Percy Fawcett - the inspiration for Indiana Jones

Posted by: Craig in Other

Percy Fawcett was an incredible character. He was the real life inspiration for Indiana Jones and he was close friends with Arthur Conan Doyle - his talks with whom helped provide inspiration for Doyle's famous book The Lost World. Fawcett was an archaeologist and adventurer, his sudden disappearence in the Amazonion jungle in South America went on to cause the deaths of over 100 people in over 13 failed expeditions to find his remains.

Born in 1867 in Torquay, UK, he went on to become a colonel in the military, serve in World War 1 and work for the Secret Service in North Africa. He later returned to studying archaeology and wildlife and continue his South American expeditions.

In the 1920s Fawcett had convinced himself through the research of historical records and ancient tribal legends that somewhere in Brazil there was a hidden lost city that Fawcett referred to in his papers as "Z". In 1925 Fawcett and his son set out to find the lost city, receiving funds from a London group of financiers known as The Glove. Fawcett and his son left instructions stating that if they did not return, nobody should go in search of them lest they suffer the same fate.

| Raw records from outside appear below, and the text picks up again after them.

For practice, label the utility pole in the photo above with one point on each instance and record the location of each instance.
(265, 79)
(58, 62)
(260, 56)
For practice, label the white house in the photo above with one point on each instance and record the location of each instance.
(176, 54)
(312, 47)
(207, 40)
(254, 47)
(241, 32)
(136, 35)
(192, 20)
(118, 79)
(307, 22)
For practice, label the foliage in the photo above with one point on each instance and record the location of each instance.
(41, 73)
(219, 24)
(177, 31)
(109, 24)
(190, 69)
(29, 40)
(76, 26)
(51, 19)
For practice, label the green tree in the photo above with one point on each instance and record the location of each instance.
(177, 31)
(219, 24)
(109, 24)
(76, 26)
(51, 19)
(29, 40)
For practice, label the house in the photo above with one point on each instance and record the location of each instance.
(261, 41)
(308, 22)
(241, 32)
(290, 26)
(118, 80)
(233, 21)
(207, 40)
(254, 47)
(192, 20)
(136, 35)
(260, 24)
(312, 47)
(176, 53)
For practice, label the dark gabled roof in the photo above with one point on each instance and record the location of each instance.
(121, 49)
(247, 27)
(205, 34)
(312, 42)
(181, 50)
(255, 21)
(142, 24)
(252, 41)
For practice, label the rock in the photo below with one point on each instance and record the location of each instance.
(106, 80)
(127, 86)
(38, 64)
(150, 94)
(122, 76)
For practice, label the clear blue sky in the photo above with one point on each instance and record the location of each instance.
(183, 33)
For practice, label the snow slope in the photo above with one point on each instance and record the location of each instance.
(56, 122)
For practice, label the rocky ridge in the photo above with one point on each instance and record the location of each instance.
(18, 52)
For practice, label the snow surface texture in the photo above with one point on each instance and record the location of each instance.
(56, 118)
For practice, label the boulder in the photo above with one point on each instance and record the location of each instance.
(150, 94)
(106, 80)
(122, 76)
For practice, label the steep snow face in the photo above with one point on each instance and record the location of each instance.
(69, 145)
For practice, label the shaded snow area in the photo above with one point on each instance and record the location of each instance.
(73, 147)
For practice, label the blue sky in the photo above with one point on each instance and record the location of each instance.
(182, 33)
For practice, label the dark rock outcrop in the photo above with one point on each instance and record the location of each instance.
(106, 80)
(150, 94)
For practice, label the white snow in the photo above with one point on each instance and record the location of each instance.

May 29th, 1925 was the last time they were heard from. Fawcett had sent a telegraph to his wife explaining that they were about to enter unexplored territory and cross a section of the Amazon River. They were never heard from again. In the following decades there were many attempted searches for the traces left of Fawcett and his expedition. All that remained to be found were unverifiable rumours of his disappearance - rumours ranging from the plausible to the bizarre. Rumours that Fawcett had been killed by wild animals, disease or natives abounded but none had any strong root in evidence. One outlandish rumour went that Fawcett had lost his memory and become the leader of his own tribe of cannibals. Over 13 expeditions have since been sent to recover his remains, and over the course of these expeditions, over 100 people have perished.

A Danish explorer, Arne Falk-Ronne, travelled to the Mato Grosso region, the area of jungle where Fawcett disappeared, in the 60's. He wrote in a book he published in 1991 in which he wrote that he had discovered Fawcett's fate from a man who had heard it from one of Fawcett's murderers. The story goes that Fawcett and his companions lost all their gifts for the native tribes whilst travelling along the Amazon. Continuing without gifts was considered by the tribes a "serious breach of protocol" and when found to be all seriously ill by Kalapalo tribesmen, the tribesmen decided to kill them. Colonel Fawcett, considered by the tribe to be an old man, received a proper burial; the others were simply thrown into the river. Falk-Ronne travelled to the Kalapalo and reported that one of the members confirmed the story he had been told.

There is no evidence to support any theory of Fawcett's disappearance, but Falk-Ronne's seems a likely candidate. Whatever the truth is, it's a damned interesting story.